Purpose: This study established a framework to audit environments supporting walking in neighborhoods.
Design: Cross-sectional analysis using a telephone survey and 200 objective environmental variables. SETTING. Urbanized King County, WA. SUBJECTS. 608 randomly sampled adults. Measures. Walking measures constructed from survey questions; objective environmental measures taken from parcel-level databases in Geographic Information Systems.
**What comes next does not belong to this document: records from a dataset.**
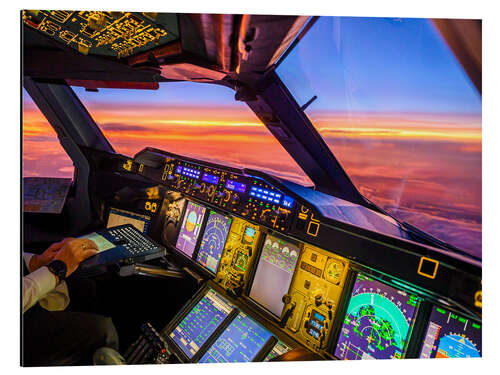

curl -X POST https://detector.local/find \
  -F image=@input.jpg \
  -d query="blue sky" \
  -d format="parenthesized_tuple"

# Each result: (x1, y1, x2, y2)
(24, 16, 481, 119)
(277, 17, 482, 116)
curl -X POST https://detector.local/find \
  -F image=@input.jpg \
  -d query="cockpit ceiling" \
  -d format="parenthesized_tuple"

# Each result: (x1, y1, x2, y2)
(23, 10, 309, 84)
(23, 10, 180, 59)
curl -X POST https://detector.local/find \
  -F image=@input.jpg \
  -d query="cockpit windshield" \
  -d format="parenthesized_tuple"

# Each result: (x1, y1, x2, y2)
(70, 84, 313, 186)
(276, 17, 482, 257)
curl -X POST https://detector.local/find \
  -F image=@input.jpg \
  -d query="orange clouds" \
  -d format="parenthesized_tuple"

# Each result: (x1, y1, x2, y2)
(22, 105, 482, 256)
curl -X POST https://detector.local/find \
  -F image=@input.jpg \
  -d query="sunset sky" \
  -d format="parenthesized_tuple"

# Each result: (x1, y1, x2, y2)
(22, 16, 482, 257)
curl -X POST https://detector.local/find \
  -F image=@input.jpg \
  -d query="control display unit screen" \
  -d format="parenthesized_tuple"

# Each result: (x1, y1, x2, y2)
(334, 273, 420, 360)
(176, 201, 206, 257)
(249, 234, 301, 317)
(198, 312, 273, 363)
(196, 211, 232, 273)
(107, 207, 151, 233)
(169, 289, 234, 359)
(419, 306, 481, 358)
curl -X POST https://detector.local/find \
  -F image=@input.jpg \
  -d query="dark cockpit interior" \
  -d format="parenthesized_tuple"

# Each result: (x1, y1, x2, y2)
(22, 10, 482, 365)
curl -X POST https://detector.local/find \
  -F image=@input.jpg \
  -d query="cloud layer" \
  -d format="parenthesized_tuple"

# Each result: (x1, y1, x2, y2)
(22, 105, 482, 257)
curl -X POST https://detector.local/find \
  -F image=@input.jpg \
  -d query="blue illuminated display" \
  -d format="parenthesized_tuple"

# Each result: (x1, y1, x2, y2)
(314, 311, 325, 321)
(308, 329, 320, 339)
(281, 196, 294, 208)
(250, 186, 281, 204)
(202, 173, 220, 185)
(199, 312, 273, 363)
(180, 166, 201, 179)
(225, 180, 246, 193)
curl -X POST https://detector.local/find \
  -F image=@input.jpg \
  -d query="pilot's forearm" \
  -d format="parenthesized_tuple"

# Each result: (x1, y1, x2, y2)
(23, 267, 58, 313)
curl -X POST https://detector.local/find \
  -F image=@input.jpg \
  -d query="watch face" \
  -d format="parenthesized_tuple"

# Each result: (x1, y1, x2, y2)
(48, 260, 67, 279)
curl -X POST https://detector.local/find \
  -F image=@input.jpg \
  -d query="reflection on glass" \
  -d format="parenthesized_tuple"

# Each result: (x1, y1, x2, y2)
(277, 17, 482, 257)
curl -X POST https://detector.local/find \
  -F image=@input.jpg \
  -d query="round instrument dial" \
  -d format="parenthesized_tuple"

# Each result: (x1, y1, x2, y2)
(325, 259, 344, 284)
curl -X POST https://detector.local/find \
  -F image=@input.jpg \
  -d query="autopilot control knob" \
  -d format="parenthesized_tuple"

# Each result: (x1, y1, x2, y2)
(313, 291, 324, 306)
(223, 190, 232, 202)
(260, 209, 272, 221)
(282, 294, 292, 305)
(231, 194, 240, 205)
(278, 210, 289, 221)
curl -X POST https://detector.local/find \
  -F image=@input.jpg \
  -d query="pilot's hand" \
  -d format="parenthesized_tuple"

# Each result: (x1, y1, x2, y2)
(53, 239, 99, 278)
(29, 238, 74, 272)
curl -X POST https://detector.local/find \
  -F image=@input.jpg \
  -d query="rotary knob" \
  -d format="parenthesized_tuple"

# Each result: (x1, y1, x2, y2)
(282, 293, 292, 304)
(313, 290, 324, 306)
Analysis: Multinomial models estimated the odds of people engaging in moderate walking (<149 min/wk) and in walking sufficiently to meet recommendations for health (150+ min/ wk), relative to not walking" and in walking sufficiently, relative to walking moderately. A base model consisted of survey variables, and final models incorporated both survey and environmental variables. RESULTS. Survey variables strongly associated with walking sufficiently to enhance health included household income, not having difficulty walking, using transit, perceiving social support for walking walking outside of the neighborhood, and having a dog (p < .01). The models isolated 14 environmental variables associated with walking sufficiently (pseudo R2 up to 0. 46). Measures of distance to neighborhood destinations dominated the results: shorter distances to grocery stores/markets, restaurants, and retail stores, but longer distances to offices or mixed-use buildings (p < .01 or .05). The density of the respondent's parcel was also strongly associated with walking sufficiently (p < .01). Conclusions. The study offered valid environmental measures of neighborhood walkability.